Frequent Injuries. As mentioned above, the joint laxity and tissue weakness associated with HSDs often means frequent injuries. Even the most simple tasks come with associated risks. Following the principles of Joint Protection can help to avoid injuries and protect especially wonky joints. I also run a Joint Protection Masterclass via video chat.  Splinting can also be a useful tool to help manage especially wonky joints or when recovering from an injury.

Mobility aids can be a great way to manage recurrent symptoms or recover from acute ones. Knowing when to use mobility aids can be difficult but a bit of logical thinking and risk assessment can help clear things up.

Some people with HSDs also struggle with Autonomic issues such as low blood pressure, postural tachycardia and syncope. Unfortunately there is no quick fix for autonomic issues but increasing fluid and salt intake can really help. Compression clothing and regular horizontal rest breaks can help too. For those who struggle to control their body temperature check out my top tips for Temperature Regulation.

Fatigue can be a big problem for people with HSDs. The best way to manage fatigue is Pacing. Frequent breaks, planning your activities carefully and modifying challenging activities can really help maximise your energy levels. It’s not always as simple as it sounds so I run regular Pacing Masterclasses via video chat.

Another symptom of HSDs is bruising, lots of bruises (many of which you don’t remember getting). Some people also have fragile skin that heals slowly or scars abnormally from little wounds.

Painsomnia (pain induced inability to sleep) is a common occurence for many painful conditions and HSDs are no exception. Sleep Hygiene practices can help you create and stick to a sleep routine to get the rest you need. If you’re struggling to create or stick to a sleep routine you may benefit from my Sleep Hygiene e-clinic.

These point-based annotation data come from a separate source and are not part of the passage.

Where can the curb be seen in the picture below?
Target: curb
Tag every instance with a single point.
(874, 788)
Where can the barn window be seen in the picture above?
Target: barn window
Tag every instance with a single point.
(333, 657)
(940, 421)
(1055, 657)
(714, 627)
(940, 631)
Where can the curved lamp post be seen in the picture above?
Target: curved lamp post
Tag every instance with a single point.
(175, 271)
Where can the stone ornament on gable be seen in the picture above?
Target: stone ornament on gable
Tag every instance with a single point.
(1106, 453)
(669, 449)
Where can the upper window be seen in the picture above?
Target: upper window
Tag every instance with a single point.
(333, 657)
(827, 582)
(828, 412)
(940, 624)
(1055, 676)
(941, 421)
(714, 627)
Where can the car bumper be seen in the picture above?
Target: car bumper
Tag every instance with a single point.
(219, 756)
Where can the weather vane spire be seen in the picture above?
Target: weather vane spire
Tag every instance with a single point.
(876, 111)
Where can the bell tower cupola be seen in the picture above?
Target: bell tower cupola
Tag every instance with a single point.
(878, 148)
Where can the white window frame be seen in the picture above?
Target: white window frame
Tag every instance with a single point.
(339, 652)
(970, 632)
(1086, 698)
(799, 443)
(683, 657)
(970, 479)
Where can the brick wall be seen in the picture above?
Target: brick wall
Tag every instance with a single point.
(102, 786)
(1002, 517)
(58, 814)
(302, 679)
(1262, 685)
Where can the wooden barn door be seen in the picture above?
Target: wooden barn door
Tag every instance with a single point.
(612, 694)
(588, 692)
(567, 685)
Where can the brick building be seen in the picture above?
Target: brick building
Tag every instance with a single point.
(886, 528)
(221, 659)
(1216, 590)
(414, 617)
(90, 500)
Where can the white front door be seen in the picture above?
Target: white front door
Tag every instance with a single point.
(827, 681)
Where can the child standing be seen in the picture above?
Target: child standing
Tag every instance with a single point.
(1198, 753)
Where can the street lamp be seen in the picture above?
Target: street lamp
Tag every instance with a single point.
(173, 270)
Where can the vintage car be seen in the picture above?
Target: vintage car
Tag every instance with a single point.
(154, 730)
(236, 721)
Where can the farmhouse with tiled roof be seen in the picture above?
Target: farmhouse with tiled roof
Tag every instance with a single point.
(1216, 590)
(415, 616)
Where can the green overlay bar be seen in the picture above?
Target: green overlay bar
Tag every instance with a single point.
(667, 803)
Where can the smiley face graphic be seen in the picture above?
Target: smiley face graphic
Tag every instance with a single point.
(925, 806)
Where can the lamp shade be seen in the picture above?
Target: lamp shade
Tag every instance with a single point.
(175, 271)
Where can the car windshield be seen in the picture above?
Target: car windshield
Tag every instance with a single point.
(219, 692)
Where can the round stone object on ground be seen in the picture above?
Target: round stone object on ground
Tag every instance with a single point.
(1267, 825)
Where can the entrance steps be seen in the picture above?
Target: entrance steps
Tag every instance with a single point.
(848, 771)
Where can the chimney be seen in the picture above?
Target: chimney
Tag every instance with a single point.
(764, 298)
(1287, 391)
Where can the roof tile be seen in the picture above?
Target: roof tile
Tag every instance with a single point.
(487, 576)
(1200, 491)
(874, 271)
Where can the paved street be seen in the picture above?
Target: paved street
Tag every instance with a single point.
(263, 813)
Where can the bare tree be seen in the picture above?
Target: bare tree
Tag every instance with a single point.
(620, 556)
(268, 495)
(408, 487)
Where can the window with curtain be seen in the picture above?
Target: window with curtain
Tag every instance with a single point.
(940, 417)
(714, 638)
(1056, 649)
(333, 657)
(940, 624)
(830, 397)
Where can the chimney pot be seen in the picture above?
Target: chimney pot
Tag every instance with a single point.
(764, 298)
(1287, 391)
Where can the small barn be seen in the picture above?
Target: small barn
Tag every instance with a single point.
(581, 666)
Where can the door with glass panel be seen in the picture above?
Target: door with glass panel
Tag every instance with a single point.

Having read all of this you’re probably getting good at self-managing your condition, this is great but it’s important to know when to seek medical help. People with long-term conditions have a terrible habit of trying to self-manage things that are really medical emergencies. Nobody will blame you for seeking medical help when you need it. To make sure this goes smoothly I’ve also compiled some tips about creating relationships with healthcare providers.

Hopefully this will provide some much-needed support and advice, please check back regularly I’m aiming to add to this list as I write new articles.

As always questions and comments are welcome!


6 thoughts on “Hypermobility Spectrum Disorder

  1. Very interesting and informative, I have Chronic Pain, as well as Chronic Fatigue Syndrome and spinal issues, but having HSD was never picked up and reading about it I quickly recognise many symptoms of HSD.It is interesting to note that you can have HSD which I did to an exstream level when I was young but although I’m still flexible and suffer dislocations on a regular basis I have stiffened up to quite a degree, one of the things that remains is how soft my skin is as many people have commented on. I also recognise the pain that stops you sleeping, along with most of the symptoms and problems you mention, I found this an excellent piece on HSD and will definitely keep myself informed.

    1. Thank you very much Andrew, I’m always pleased to hear my posts are informative. It’s an interesting set of conditions which can be so varied so it’s sometimes difficult to represent all the variations in one article.